Оставить комментарий

Вот на ком я понял несостоятельность материализма. Какими хочешь благами надели слабоумного, он все равно взбунтуется против умного. Все зло от умственной недостаточности, имущественная недостаточность и все остальное вторичны. Самое непостижимое в нем для меня было то, что он не хотел меня слышать. Впрочем, опять-таки, когда пытался действовать по моим указаниям, у него почему-то получалось совсем не то, что получилось бы у меня.

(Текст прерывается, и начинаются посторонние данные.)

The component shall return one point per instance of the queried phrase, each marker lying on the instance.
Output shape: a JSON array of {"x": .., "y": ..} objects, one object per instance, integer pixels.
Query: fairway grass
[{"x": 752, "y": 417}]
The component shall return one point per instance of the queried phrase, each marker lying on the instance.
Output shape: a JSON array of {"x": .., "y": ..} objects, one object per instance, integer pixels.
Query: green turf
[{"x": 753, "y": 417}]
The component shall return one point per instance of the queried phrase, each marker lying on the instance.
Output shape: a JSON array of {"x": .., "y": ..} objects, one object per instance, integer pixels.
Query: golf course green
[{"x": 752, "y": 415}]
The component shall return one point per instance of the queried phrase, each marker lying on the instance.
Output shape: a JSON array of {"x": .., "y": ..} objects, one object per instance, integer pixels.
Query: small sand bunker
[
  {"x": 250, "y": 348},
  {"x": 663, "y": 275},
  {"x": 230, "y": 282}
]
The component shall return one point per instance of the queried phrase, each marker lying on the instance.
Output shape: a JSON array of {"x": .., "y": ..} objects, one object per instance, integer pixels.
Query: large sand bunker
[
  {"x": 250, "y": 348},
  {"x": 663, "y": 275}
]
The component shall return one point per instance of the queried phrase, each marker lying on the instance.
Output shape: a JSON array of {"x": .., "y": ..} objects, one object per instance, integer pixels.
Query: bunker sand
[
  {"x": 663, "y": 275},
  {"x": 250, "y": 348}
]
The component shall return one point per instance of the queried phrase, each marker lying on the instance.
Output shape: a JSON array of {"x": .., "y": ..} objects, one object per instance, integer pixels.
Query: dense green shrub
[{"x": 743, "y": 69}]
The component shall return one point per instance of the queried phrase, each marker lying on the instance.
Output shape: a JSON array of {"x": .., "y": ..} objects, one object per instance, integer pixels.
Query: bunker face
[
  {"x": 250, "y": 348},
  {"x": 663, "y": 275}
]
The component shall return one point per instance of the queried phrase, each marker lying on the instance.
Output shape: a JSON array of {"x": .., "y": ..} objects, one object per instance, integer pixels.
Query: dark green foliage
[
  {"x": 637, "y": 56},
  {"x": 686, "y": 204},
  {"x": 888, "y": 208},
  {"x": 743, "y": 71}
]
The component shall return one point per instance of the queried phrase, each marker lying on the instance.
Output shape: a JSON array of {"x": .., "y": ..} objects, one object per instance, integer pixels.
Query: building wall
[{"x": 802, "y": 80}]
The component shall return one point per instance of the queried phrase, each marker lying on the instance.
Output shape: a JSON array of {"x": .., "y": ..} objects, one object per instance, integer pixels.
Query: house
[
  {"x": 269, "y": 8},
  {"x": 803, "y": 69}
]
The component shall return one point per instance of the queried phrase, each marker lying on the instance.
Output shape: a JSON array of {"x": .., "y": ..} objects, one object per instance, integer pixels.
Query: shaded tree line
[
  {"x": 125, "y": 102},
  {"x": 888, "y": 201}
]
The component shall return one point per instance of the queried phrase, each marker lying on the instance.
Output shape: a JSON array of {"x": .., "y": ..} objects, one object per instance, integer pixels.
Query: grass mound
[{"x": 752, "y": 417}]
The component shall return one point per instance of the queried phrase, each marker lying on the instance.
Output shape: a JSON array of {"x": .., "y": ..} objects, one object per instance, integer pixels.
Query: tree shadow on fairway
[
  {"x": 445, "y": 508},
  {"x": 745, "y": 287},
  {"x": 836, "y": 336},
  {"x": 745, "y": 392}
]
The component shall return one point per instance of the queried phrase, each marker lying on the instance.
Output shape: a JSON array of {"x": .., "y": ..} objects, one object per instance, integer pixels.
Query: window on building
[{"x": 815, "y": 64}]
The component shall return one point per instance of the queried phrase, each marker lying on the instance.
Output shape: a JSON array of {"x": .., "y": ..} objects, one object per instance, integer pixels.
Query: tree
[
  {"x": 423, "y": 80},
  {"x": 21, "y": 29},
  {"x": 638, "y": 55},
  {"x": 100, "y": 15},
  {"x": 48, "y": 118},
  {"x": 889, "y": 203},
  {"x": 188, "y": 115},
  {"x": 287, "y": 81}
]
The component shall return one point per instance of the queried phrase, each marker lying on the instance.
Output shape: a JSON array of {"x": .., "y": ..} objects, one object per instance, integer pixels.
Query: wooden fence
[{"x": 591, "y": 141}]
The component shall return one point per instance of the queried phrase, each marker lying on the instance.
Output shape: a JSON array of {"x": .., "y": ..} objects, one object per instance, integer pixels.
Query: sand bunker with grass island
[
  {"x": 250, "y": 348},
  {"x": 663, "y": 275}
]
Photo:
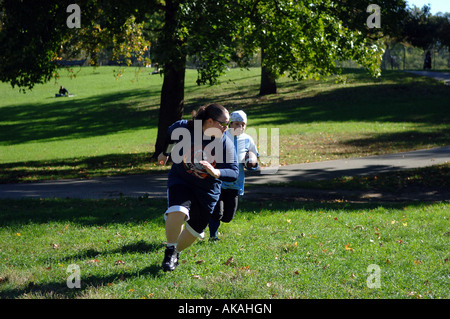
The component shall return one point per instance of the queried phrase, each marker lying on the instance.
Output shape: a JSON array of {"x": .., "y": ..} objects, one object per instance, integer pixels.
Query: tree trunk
[
  {"x": 174, "y": 69},
  {"x": 268, "y": 84},
  {"x": 172, "y": 102}
]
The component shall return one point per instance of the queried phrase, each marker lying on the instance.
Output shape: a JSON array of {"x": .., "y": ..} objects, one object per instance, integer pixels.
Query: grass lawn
[
  {"x": 109, "y": 127},
  {"x": 271, "y": 250}
]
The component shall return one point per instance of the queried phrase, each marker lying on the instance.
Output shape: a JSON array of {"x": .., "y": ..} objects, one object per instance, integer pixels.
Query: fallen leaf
[{"x": 347, "y": 247}]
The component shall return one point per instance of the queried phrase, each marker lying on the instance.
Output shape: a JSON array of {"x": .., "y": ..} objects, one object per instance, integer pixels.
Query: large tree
[
  {"x": 306, "y": 39},
  {"x": 300, "y": 38}
]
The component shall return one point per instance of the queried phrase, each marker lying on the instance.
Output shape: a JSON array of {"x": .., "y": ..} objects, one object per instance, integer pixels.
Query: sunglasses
[{"x": 224, "y": 124}]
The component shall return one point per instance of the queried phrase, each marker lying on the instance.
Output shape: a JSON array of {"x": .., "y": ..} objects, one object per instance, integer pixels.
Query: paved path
[
  {"x": 440, "y": 76},
  {"x": 154, "y": 185}
]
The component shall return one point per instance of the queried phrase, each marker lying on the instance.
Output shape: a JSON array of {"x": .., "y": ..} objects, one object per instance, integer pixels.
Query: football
[{"x": 250, "y": 160}]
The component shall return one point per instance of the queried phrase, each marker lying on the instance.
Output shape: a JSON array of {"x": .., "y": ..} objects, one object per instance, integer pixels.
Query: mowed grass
[
  {"x": 110, "y": 126},
  {"x": 271, "y": 250}
]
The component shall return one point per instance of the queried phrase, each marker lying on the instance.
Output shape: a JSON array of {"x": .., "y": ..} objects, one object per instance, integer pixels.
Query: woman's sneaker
[{"x": 170, "y": 261}]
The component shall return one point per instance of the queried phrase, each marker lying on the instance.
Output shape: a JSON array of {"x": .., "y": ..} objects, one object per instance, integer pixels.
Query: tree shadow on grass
[
  {"x": 80, "y": 167},
  {"x": 60, "y": 289},
  {"x": 77, "y": 118},
  {"x": 88, "y": 213}
]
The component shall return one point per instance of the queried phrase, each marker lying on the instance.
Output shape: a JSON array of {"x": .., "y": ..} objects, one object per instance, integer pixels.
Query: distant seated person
[{"x": 62, "y": 92}]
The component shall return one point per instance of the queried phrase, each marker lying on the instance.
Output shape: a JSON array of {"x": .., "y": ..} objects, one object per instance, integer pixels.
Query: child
[{"x": 227, "y": 205}]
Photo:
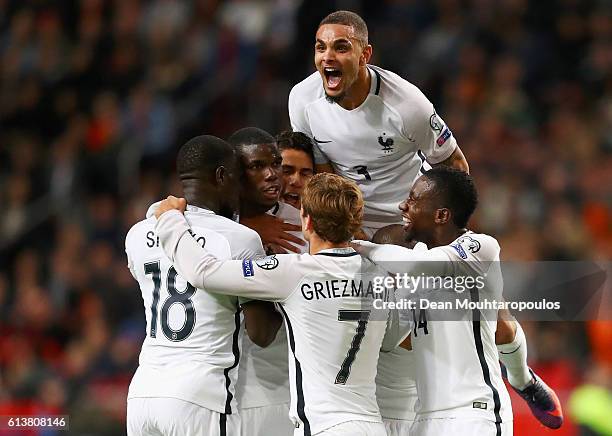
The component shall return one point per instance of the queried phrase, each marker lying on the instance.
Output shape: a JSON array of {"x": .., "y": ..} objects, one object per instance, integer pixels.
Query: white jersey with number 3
[
  {"x": 334, "y": 336},
  {"x": 381, "y": 145},
  {"x": 191, "y": 349}
]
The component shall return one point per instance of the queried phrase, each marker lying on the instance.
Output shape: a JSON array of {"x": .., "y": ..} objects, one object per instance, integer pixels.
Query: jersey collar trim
[
  {"x": 338, "y": 252},
  {"x": 196, "y": 209},
  {"x": 375, "y": 82},
  {"x": 275, "y": 209}
]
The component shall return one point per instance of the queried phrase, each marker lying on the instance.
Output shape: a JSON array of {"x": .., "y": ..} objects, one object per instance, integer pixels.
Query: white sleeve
[
  {"x": 271, "y": 281},
  {"x": 398, "y": 329},
  {"x": 129, "y": 258},
  {"x": 431, "y": 133},
  {"x": 297, "y": 113},
  {"x": 398, "y": 260}
]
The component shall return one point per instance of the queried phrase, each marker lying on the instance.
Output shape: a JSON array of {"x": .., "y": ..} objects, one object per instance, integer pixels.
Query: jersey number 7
[
  {"x": 183, "y": 298},
  {"x": 361, "y": 316}
]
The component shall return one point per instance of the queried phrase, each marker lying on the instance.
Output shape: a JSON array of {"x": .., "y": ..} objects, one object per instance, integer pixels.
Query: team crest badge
[
  {"x": 386, "y": 143},
  {"x": 268, "y": 262}
]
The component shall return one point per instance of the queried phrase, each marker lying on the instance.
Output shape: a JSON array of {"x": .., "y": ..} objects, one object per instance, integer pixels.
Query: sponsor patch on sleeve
[
  {"x": 459, "y": 249},
  {"x": 247, "y": 268},
  {"x": 268, "y": 262},
  {"x": 443, "y": 137}
]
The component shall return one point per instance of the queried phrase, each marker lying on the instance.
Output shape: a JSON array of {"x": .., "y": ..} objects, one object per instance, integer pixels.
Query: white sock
[{"x": 514, "y": 358}]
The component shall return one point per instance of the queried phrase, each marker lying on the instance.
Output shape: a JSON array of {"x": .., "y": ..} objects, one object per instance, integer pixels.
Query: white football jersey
[
  {"x": 396, "y": 391},
  {"x": 192, "y": 344},
  {"x": 326, "y": 301},
  {"x": 457, "y": 365},
  {"x": 382, "y": 144},
  {"x": 263, "y": 374}
]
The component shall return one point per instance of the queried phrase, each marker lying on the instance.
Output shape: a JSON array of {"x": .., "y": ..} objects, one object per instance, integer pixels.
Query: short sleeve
[
  {"x": 297, "y": 113},
  {"x": 431, "y": 133}
]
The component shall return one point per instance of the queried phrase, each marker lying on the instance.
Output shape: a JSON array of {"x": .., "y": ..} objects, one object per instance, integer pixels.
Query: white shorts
[
  {"x": 459, "y": 427},
  {"x": 266, "y": 421},
  {"x": 397, "y": 427},
  {"x": 174, "y": 417},
  {"x": 351, "y": 428}
]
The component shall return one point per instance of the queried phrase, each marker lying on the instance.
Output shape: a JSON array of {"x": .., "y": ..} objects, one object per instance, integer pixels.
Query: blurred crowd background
[{"x": 97, "y": 96}]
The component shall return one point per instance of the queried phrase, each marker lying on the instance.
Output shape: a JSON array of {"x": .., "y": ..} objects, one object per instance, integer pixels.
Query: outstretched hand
[{"x": 171, "y": 203}]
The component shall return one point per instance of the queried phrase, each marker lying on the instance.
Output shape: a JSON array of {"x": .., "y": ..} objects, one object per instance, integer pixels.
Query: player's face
[
  {"x": 262, "y": 169},
  {"x": 338, "y": 56},
  {"x": 419, "y": 211},
  {"x": 297, "y": 170}
]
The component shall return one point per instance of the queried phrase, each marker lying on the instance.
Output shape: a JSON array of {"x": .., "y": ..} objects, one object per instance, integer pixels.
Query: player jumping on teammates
[{"x": 459, "y": 382}]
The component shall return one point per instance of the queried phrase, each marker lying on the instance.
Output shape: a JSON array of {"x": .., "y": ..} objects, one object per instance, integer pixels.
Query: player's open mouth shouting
[{"x": 333, "y": 78}]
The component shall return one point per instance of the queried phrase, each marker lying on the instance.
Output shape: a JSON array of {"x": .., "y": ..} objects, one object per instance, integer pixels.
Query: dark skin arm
[
  {"x": 261, "y": 321},
  {"x": 273, "y": 231},
  {"x": 506, "y": 327},
  {"x": 456, "y": 160}
]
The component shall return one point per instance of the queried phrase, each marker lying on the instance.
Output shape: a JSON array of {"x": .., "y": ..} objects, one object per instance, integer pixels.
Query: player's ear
[
  {"x": 220, "y": 175},
  {"x": 443, "y": 216},
  {"x": 366, "y": 55}
]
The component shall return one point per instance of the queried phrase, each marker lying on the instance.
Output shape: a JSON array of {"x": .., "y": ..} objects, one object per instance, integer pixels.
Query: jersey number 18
[{"x": 183, "y": 298}]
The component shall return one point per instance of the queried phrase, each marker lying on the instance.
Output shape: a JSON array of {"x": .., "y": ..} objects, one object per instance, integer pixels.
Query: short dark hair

С возрастом всё плохое в нем как бы усиливалось и усиливалось. То было время всеобщего очковтирательства (как и теперь, впрочем). Школа не была в стороне, от учителей требовали стопроцентной успеваемости их учеников. Чтоб оставить кого-то за неуспеваемость на второй год — это на всю школу пятно. Всё же племянник в четвертом и пятом классах сидел по два года. Когда ему стукнуло пятнадцать, мы пытались устроить его работать, ходили по разным инстанциям целый год, и лишь когда исполнилось шестнадцать, устроили работать на обувную фабрику клеить на ботинки и босоножки подошву. Конечно же возникли новые проблемы: он теперь стал после зарплаты пить. И само собой, не зная меры. О, множество раз являлся он то избитым, то ограбленным, то раздетым до трусов. Но это было не самое страшное. Он давно видимо считал, что кто-то ведь виноват, что он не как все, а хуже. И вот теперь, напившись, начинал придираться ко всем, что-то доказывать, орать жуткую чушь, поводом могла стать любая мелочь.

Следующим этапом была все более не дающая ему покоя половая зрелость.

Накануне воинской службы мне попалась удивительная книжка под названием «Путь всякой плоти». На всю жизнь мне запомнилось оттуда несколько замечаний. Среди них о том, что молодость в жизни человека, подобно весне в жизни природы, слишком захваленный момент. Лишенная тревоги, полная согласия с собой и всем-всем вокруг прелесть осени и старости куда более отрадна. О старости, конечно, всякий не старый человек может только догадываться, но что касается молодости, то я, например, ни за что не хотел бы, чтобы моя повторилась. Что касается племянника, то она у него была просто хуже некуда. Девушки, женщины от него шарахались, хотя внешне он был вовсе не дурен, а однажды мне сказали, что красив. Меня это поразило, потому что я всегда видел в нём только идиота. А разве идиоты бывают красивыми?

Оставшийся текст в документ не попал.